On Sep  9, Blake McBride wrote:
> At 02:09 PM 9/9/2006, Eli Barzilay wrote:
> >On Sep  9, Blake McBride wrote:
> > >
> > > I probably mean something like procedural macros that allow you to
> > > specify exactly what you want without trying to do it in some higher
> > > level 4th generational descriptive pattern language.  I believe
> > > there is an SRFI about this.
> >
> >Well then, `define-syntax' does just that.  When you write:
> >
> >   (define-syntax foo
> >     (lambda (stx)
> >       ...))
> >
> >you bind `foo' -- as a syntax -- to a syntax->syntax transformer
> >procedure.  How you implement the procedure is up to you --
> >`syntax-rules' can construct simple transformers very easily, and
> >`syntax-case' gives you only the pattern matching part in an easy
> >way.  But nothing prevents you to write your own body in the above
> >definition, and you can use the basic syntax manipulation tools
> >(syntax-e, syntax-object->datum and datum->syntax-object).
> 
> This is very interesting to me.  If I could deal with syntax objects
> the way I want and go back and forth between syntax objects and
> scheme objects I would be able to do anything I wanted.  Once I get
> a good understanding of all this I could better understand what the
> heck is going on with syntax-case.

One thing you'll get is a headache...  There are lots of details that
you avoid by using things like `syntax-case'.
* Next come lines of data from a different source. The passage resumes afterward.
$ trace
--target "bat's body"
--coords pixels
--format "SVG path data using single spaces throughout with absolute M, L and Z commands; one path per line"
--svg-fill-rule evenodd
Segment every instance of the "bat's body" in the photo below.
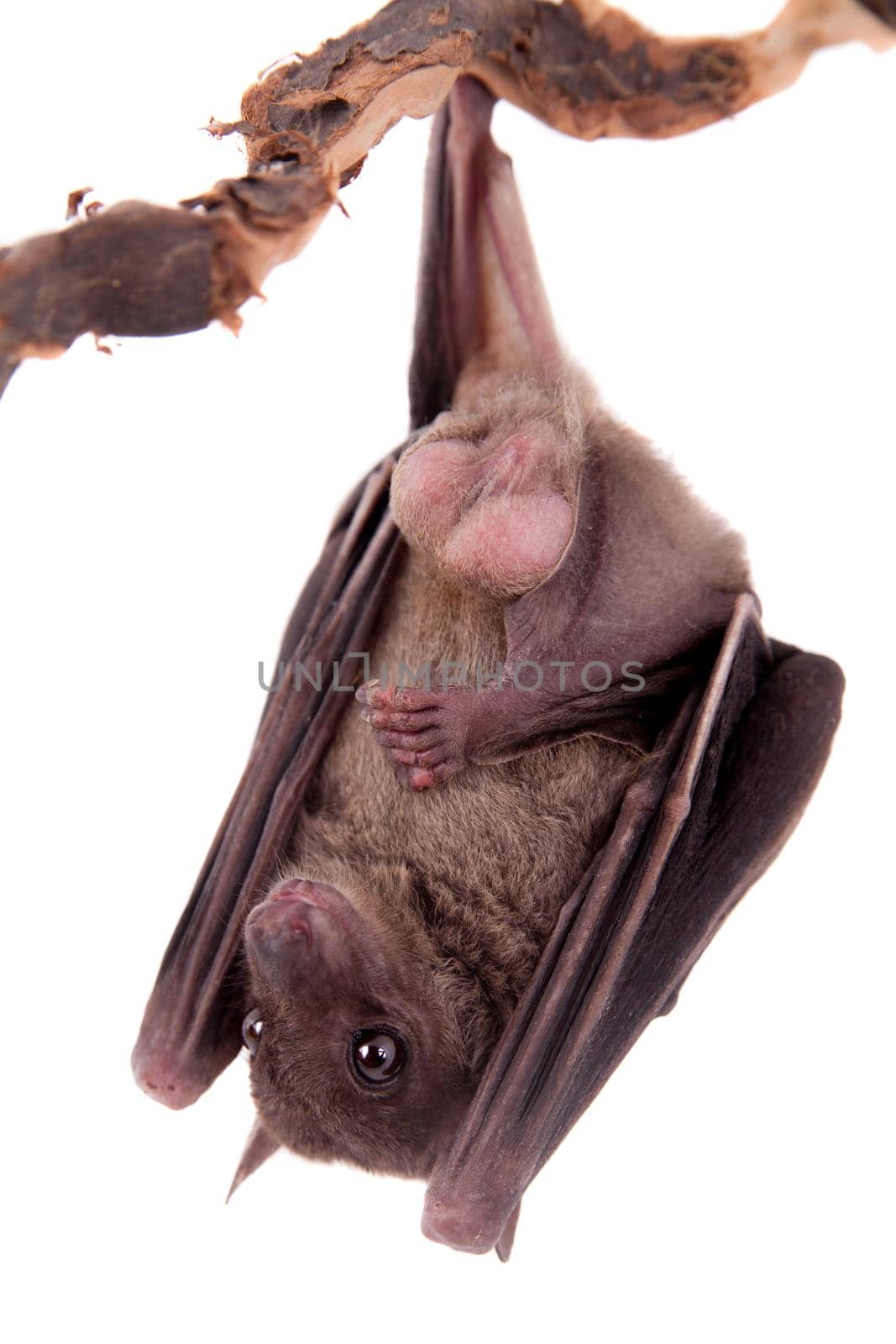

> I'd like to play with this.  I did try for a few minutes and
> couldn't get anywhere.  For starters, on entry stx, I presume, is a
> syntax object representing my call.  I presume the lambda must also
> return a syntax object.  Since stx is already a syntax object I
> tried:
> 
> (define-syntax foo
>    (lambda (stx)
>         stx))
> 
> (foo 6)
> 
> and the system hangs.

Right -- you made that expression expand to `(foo 6)', so expansion
gets stuck in an infinite loop.  (But not really, see below.)

> If I try:
> 
> (define-syntax foo
>    (lambda (stx)
>      (datum->syntax-object stx (car (syntax-object->datum stx)))))
> 
> (foo 6)
> 
> I get:  car: expects argument of type <pair>; given foo

What happens here is that syntax transformers can be used as
expressions in MzScheme -- so in the above, it first uses `foo'
itself -- which is passed on to your transformer procedure.
`syntax-rules' does not allow such a case, which is why you get a
syntax error when you try to use a macro as an expression.  (And you
can now see that the above infinite loop is a little different.)


> So if stx represents the "foo" token, how do you get to the 6?

  (define-syntax (foo stx)
    (let ([l (syntax->list stx)]) ; l will be a list or #f
      (unless (and l (< 1 (length l)))
        (error "boom"))
      (cadr l)))

or maybe expand (foo x) => (list 'x '-> x):

  (define-syntax (foo stx)
    (let ([l (syntax->list stx)])
      (unless (and l (< 1 (length l)))
        (error "boom"))
      (datum->syntax-object stx
        (list #'list (list #'quote (cadr l)) (list #'quote '->) (cadr l)))))

> [...]
> I really like your suggestion.  I just can't figure our how to get
> it to work at all.  (I'd prefer to avoid syntax-e since it doesn't
> seem to be standard.)

The above uses `syntax->list' which is also non-standard.  But none of
this is standard anyway -- if you want only standard stuff, then you
should stick to `syntax-rules' only...  (Which means that you're out
of luck because there is no standard low-level macro facility in
Scheme (yet).)

-- 
          ((lambda (x) (x x)) (lambda (x) (x x)))          Eli Barzilay:
                  http://www.barzilay.org/                 Maze is Life!